道路は混雑していたが、午前9時半より少し前に、神河芸能が入居する雑居ビルの前に到着した。
ビルの前の道路には駐車できないので、付近にある有料駐車場に車を止めて、少し歩いた。
そして、高野内と園町は、ビルに入ると、エレベーターに乗り、5階に昇った。
そのビルの5階のフロア全体が、神河芸能のオフィスらしい。
エレベーターを降りると、「神河芸能株式会社」の文字があるドアを開けて、中に入った。
「何のご用件でしょうか?」
と、事務員らしい女性が言った。
高野内と園町は、すぐに警察手帳を見せて、
「代表取締役の神河さんにお会いしたいのですが」
と言った。
その女性は、
「警察の方ですか」
と少し驚いた声で言ったあと、
「少々お待ちください」
と言った。
少し経つと、40代半ばくらいに見えるスーツ姿の男が出てきた。
眼鏡をかけていて、身長は170センチ台半ばくらいだろう。
その顔は、神河芸能のホームページに載っていた、神河貴伸に間違いなさそうだ。
「また警察ですか。
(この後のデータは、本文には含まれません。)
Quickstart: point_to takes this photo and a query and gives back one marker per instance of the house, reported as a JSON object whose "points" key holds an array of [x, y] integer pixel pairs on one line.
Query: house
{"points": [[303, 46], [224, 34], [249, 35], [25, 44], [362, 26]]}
しつこいな」
と、男は、不快そうな表情を見せた。
すると、高野内は、
「また警察って、どういうことですか。私たちは初対面ですよ」
と、男の顔をじっと見ながら言った。
「昨日も、警察の人が来て、まるで私が殺人犯みたいなことを言いながら、根掘り葉掘り質問をしてきたのですよ!」
と、男は言った。
「昨日来たのは、もしかすると、本庁の捜査員じゃないですか。申し遅れましたが、私は、鉄道警察隊の高野内といいます」
と、高野内は警察手帳を見せながら言った。
すると、男は、
「私は、代表取締役社長の神河です」
と言ったあと、
「うちの会社は、人気タレントの高沢レナ君を失って、今、大変なときなんだ。それなのに、いきなり来て、しつこく質問ばかりして、なんで警察の人は無神経なんだ!」
と、怒ったような声を出した。
「お気持ちはわかりますけど、捜査上必要なことですので」
と、高野内が言うと、今度は、園町が、
「3月27日の夜10時頃、どこで何をしていたか、話してもらえますか?」
と、神河の顔をじっと見ながら言った。
すると、神河は、
「アリバイですか」
と言ったあと、
「その時間なら、大阪にいましたよ」
と答えた。
「大阪ですか」
と、高野内が確認するように言うと、
「そうですよ。大阪駅の近くにあるホテルG大阪に泊まっていましたよ」
と、神河は、嫌そうな顔で答えた。
「それを証明できる人はいますか?」
と、高野内が言うと、
「いませんよ。一人でしたから」
と、神河は答えたあと、
「だからといって、私が誰かを殺したことにはならないでしょう」
と、不快そうな顔で言った。
「そうですけど、参考までにお聞きしました」
と、高野内は言った。
「だったら、お引き取りください。私は、忙しいんだから!」
と、神河は、やや大きな声で言った。
「わかりました」
と、高野内は言ったあと、
「では、失礼します」
と、高野内と園町は言って、神河芸能をあとにした。
そして、雑居ビルから出て、覆面車で、東京駅分駐所に戻った。
高野内と園町が東京駅分駐所に戻ったとき、時刻は11時に近づいていた。
分駐所には、香山警部がいた。
「ご苦労さん」
と、香山が言うと、高野内は、
「神河芸能の社長の神河貴伸に会ってきましたが、何か隠しているような感じでした。奴については、いろいろ調べてみる必要があると思います」
と、強い口調で言った。
すると、香山は、
「そうか。それで、神河という男は、27日の夜のアリバイはあったのかね?」
と言った。
「大阪にいたと主張していました。大阪駅近くのホテルに泊まっていたと言っていました」
と、高野内が言うと、
「そのアリバイ、裏が取れているのかね?」
と、香山は言った。
「いいえ。真偽については、これから調べなければなりません」
と、高野内は答えた。
それに続いて、今度は、園町が、
「神河貴伸のことですが、27日のアリバイのことだけではなく、その男の過去についても、徹底的に調べる必要があると、私は思います」
と言った。
「そうか。わかった。神河について、よく調べてみてくれ」
と、香山は言った。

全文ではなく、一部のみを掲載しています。